Dienstag, 3. Dezember 2013

Breaking News: Und wieder etwas von meiner Liste gestrichen

Hier muss vor meinem Bericht über Chicago noch etwas eingeschoben werden. Der Bericht kommt bestimmt, versprochen, doch gestern habe ich mich selbst übertroffen - und das muss schließlich brühwarm erzählt werden!
 
Ich habe euch ja mal von unserem tollen Fitnesscenter erzählt, richtig? Hallen für diverse Ballsportarten, Räume für Kurse, wie Yoga, Pilates oder DanceFit, eine Spielwiese für dei Männer zum Pumpen. Jede Menge Laufbänder, Crosstrainer und andere Geräte auf denen ich den einen oder anderen Kilometer heruntergerissen habe, als es mir draußen zu warm war.

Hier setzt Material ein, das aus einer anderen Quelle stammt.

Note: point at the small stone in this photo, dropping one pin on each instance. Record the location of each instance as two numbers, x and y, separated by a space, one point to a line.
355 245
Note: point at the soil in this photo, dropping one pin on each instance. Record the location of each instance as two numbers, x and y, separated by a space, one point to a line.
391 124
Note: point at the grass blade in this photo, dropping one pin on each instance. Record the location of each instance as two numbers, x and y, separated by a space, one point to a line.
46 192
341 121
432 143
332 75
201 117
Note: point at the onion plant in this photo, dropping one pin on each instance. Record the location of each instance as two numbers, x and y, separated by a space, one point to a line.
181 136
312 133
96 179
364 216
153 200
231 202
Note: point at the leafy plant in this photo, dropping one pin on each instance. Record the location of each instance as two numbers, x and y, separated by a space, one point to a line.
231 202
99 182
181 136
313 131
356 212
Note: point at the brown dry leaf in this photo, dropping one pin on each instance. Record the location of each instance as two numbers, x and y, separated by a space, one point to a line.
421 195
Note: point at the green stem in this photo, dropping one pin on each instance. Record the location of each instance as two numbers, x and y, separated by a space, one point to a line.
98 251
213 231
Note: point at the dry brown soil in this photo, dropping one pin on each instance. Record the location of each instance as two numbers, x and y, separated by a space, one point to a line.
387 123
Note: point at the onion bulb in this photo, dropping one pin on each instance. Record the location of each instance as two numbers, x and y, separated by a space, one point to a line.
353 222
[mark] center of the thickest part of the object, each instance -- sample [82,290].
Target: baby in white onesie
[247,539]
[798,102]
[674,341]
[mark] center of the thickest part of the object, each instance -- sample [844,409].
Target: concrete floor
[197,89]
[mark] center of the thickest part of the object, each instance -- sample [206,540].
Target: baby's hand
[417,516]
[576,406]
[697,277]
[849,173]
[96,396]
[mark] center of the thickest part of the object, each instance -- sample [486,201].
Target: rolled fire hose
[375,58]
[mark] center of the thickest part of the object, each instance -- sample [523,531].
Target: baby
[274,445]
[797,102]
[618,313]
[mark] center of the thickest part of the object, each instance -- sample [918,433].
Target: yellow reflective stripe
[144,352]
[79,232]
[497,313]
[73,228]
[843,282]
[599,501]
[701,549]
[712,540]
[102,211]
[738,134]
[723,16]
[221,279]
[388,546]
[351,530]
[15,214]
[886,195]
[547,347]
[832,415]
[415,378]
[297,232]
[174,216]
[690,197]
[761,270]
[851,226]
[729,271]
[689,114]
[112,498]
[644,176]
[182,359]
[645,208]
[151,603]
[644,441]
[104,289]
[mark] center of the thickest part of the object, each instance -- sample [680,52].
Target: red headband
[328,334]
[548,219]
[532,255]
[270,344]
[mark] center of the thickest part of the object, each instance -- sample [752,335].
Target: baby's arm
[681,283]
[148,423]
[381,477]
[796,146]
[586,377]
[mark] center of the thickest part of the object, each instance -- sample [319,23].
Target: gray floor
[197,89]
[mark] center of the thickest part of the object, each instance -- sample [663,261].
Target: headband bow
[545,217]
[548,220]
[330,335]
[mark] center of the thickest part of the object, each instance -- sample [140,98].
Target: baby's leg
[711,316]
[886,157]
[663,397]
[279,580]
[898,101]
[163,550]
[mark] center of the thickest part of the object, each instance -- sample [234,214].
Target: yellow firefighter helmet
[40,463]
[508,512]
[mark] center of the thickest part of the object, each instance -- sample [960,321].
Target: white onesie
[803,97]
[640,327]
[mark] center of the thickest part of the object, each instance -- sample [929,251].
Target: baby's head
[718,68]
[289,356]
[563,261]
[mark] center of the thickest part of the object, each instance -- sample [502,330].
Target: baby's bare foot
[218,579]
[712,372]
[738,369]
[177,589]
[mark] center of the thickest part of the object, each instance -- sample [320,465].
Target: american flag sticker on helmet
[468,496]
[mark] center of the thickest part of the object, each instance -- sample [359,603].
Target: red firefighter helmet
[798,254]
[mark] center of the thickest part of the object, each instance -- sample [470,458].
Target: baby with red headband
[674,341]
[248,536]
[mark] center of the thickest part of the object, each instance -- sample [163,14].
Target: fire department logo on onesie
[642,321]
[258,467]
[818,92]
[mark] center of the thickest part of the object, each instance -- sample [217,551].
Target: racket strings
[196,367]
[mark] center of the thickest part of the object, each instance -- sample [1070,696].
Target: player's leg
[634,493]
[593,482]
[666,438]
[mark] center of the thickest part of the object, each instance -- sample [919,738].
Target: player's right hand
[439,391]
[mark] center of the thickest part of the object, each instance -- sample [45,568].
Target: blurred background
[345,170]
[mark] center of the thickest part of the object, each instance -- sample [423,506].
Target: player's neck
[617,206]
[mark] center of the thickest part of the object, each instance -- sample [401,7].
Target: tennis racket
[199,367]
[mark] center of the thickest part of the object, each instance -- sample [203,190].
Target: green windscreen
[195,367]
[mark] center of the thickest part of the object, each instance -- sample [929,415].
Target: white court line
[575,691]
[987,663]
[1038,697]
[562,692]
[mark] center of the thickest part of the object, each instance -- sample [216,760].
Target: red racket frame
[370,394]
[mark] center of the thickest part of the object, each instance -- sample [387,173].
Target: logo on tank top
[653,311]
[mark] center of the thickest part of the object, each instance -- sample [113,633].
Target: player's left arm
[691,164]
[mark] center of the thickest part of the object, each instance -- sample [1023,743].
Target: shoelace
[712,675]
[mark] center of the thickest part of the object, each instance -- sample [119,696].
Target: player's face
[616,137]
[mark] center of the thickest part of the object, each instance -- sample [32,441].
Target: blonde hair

Oh, und eine Indoor-Laufbahn unter dem Dach. Drei Mal die Woche links herum, vier Mal die Woche rechts herum.

Habe ich etwas vergessen? 

Die Kletterwand.

Höhe und ich sind ja so eine Sache. Also keine Gute. Ich erinnere mich noch immer mit Freude an meinem letzten Besuch in einem Pseudo-Klettergarten, bei dem ich bestimmt eine halbe Stunde an einen Baumstamm gekuschelt stand und am liebsten gestorben wäre. Daniel sicher auch, der musste mich nämlich ertragen.

Wie das nun aber so mit dem Ego ist, habe ich mir vorgenommen wenigstens ein Mal klettern zu gehen. Die Kletterwand ragt vom Keller aus drei Stockwerke hoch und von den verschiedenen Stockwerken kann man immer mal wieder darauf schauen.
Ali klettert ein bisschen öfter, als ich und nachdem wir es die letzten Wochen nie geschafft hatten, war es gestern Abend soweit.

Nach einer kurzen Einführung in Kommandos, Gurtzeug und Sicherheitsbestimmungen hieß es "climb on!", mein Zeichen zum Aufbruch. Diese elenden Kommandos habe ich mir einfach nicht merken können, ich war viel zu aufgeregt. Naja, Augen zu und durch - ab nach oben.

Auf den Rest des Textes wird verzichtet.